Non-interventional study

Scope of the study

Disease epidemiology
Drug utilisation
Effectiveness study (incl. comparative)
Non-interventional study

Non-interventional study design

Cohort
Study drug and medical condition

Anatomical Therapeutic Chemical (ATC) code

100000094784
bendroflumethiazide
100000094819
indapamide

Medical condition to be studied

Hypertension
Population studied

Age groups

Adults (18 to < 46 years)
Adults (46 to < 65 years)
Adults (65 to < 75 years)
Adults (75 to < 85 years)
Adults (85 years and over)

Estimated number of subjects

200000
Study design details

Main study objective

To compare, in an observational study using CPRD data, the effect of bendroflumethiazide versus indapamide on of risk of myocardial infarction (MI), acute coronary syndrome, stroke, acute decompensated heart failure & death from cardiovascular causes, in patients with hypertension.

Outcomes

The first occurrence of any event within the composite outcome of myocardial infarction (MI), acute coronary syndrome not resulting in myocardial infarction, stroke, acute decompensated heart failure, death from cardiovascular causes.

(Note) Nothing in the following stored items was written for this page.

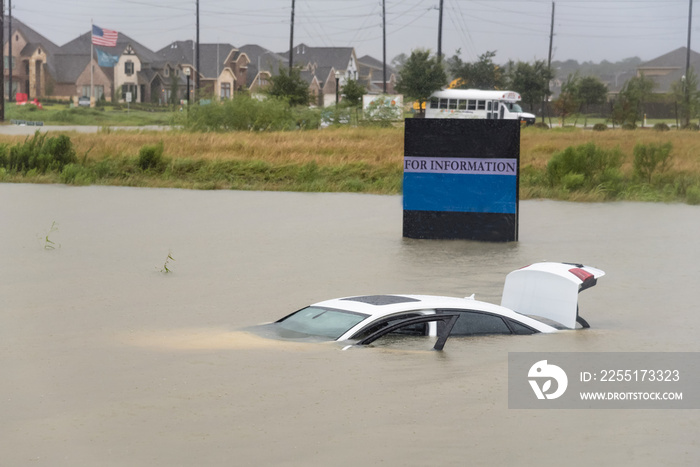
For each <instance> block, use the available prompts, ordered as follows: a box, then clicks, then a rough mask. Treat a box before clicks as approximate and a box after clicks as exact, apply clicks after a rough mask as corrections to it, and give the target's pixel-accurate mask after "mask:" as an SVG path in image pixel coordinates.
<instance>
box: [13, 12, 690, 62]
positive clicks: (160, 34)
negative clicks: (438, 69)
mask: <svg viewBox="0 0 700 467" xmlns="http://www.w3.org/2000/svg"><path fill="white" fill-rule="evenodd" d="M9 1H10V0H5V7H6V8H7V6H8V3H9ZM443 2H444V3H443V4H444V14H443V37H442V51H443V53H444V54H445V55H447V56H451V55H453V54H454V53H455V51H456V50H457V49H461V51H462V54H461V56H462V58H463V59H464V60H466V61H472V60H474V59H476V58H477V57H478V56H479V55H481V54H482V53H484V52H486V51H489V50H495V51H497V55H496V58H495V61H496V62H497V63H505V62H507V61H508V60H509V59H512V60H522V61H532V60H533V59H545V60H546V58H547V52H548V47H549V31H550V20H551V14H552V2H551V1H550V0H546V1H544V0H543V1H537V0H521V1H502V0H484V1H471V0H443ZM12 3H13V4H12V10H13V12H14V16H16V17H17V18H19V19H20V20H22V21H24V22H25V23H27V24H28V25H29V26H31V27H32V28H34V29H35V30H37V31H38V32H39V33H41V34H43V35H44V36H46V37H47V38H48V39H50V40H52V41H53V42H55V43H56V44H58V45H63V44H65V43H66V42H68V41H70V40H72V39H74V38H76V37H77V36H79V35H80V34H82V33H85V32H88V31H89V30H90V23H91V21H93V22H94V23H95V24H96V25H98V26H100V27H102V28H107V29H115V30H117V31H119V32H122V33H124V34H127V35H128V36H130V37H131V38H132V39H134V40H136V41H138V42H140V43H142V44H143V45H145V46H147V47H149V48H151V49H153V50H158V49H160V48H162V47H164V46H166V45H167V44H169V43H170V42H172V41H175V40H187V39H195V34H196V32H195V31H196V27H195V26H196V20H195V18H196V15H195V12H196V1H195V0H186V1H184V0H168V1H165V0H70V1H62V0H15V1H14V2H12ZM439 4H440V0H386V3H385V5H386V33H387V39H386V41H387V52H386V55H387V61H389V62H390V61H391V59H392V58H394V57H395V56H396V55H398V54H400V53H406V54H410V52H411V50H413V49H416V48H427V49H431V50H432V51H436V50H437V42H438V40H437V37H438V17H439V14H438V6H439ZM555 4H556V6H555V19H554V53H553V60H567V59H574V60H578V61H579V62H583V61H593V62H600V61H602V60H608V61H618V60H621V59H623V58H628V57H634V56H638V57H640V58H641V59H642V60H650V59H652V58H655V57H657V56H659V55H662V54H664V53H666V52H670V51H671V50H675V49H677V48H678V47H683V46H685V45H686V44H687V37H688V6H689V2H688V0H655V1H645V0H607V1H589V0H559V1H556V2H555ZM295 5H296V8H295V24H294V44H295V45H296V44H299V43H301V42H303V43H305V44H307V45H310V46H316V47H331V46H335V47H348V46H352V47H355V50H356V53H357V56H358V57H361V56H363V55H372V56H374V57H375V58H377V59H379V60H381V59H382V0H295ZM291 6H292V0H200V1H199V12H200V41H201V42H202V43H214V42H221V43H230V44H233V45H234V46H242V45H245V44H258V45H261V46H263V47H266V48H268V49H271V50H273V51H275V52H283V51H286V50H288V49H289V35H290V20H291ZM694 7H695V9H694V10H695V11H694V17H695V18H694V19H693V31H692V36H693V38H692V43H691V44H692V47H691V48H692V49H694V50H698V47H697V45H696V44H698V40H700V37H697V36H699V35H700V18H698V15H697V14H695V12H698V13H700V11H698V10H700V2H696V5H694Z"/></svg>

The individual components of the primary composite outcome described above, death from any cause, primary outcome or death from any cause.

Data analysis plan

We will analyse time trends in the incidence of hypertension between 1987 and 2015 by sex, age and year of diagnosis. We will describe the antihypertensive therapies prescribed following the diagnosis of hypertension. We will assume that patients were treated with either bendroflumethiazide or indapamide if they received at least two prescriptions for that medication following the diagnosis of hypertension. We will construct two groups by matching patients on a propensity score, namely the probability of exposure to either indapamide or bendroflumethiazide, estimated from a logistic regression model. Time from the Index date to the outcome will be analysed using Cox proportional hazards model. We will conduct two types of analysis: per protocol primary analysis (considering patients only when they were exposed) and intention to treat sensitivity analysis (follow up until outcome or last follow up irrespective whether treatment was discontinued, switched or intensified).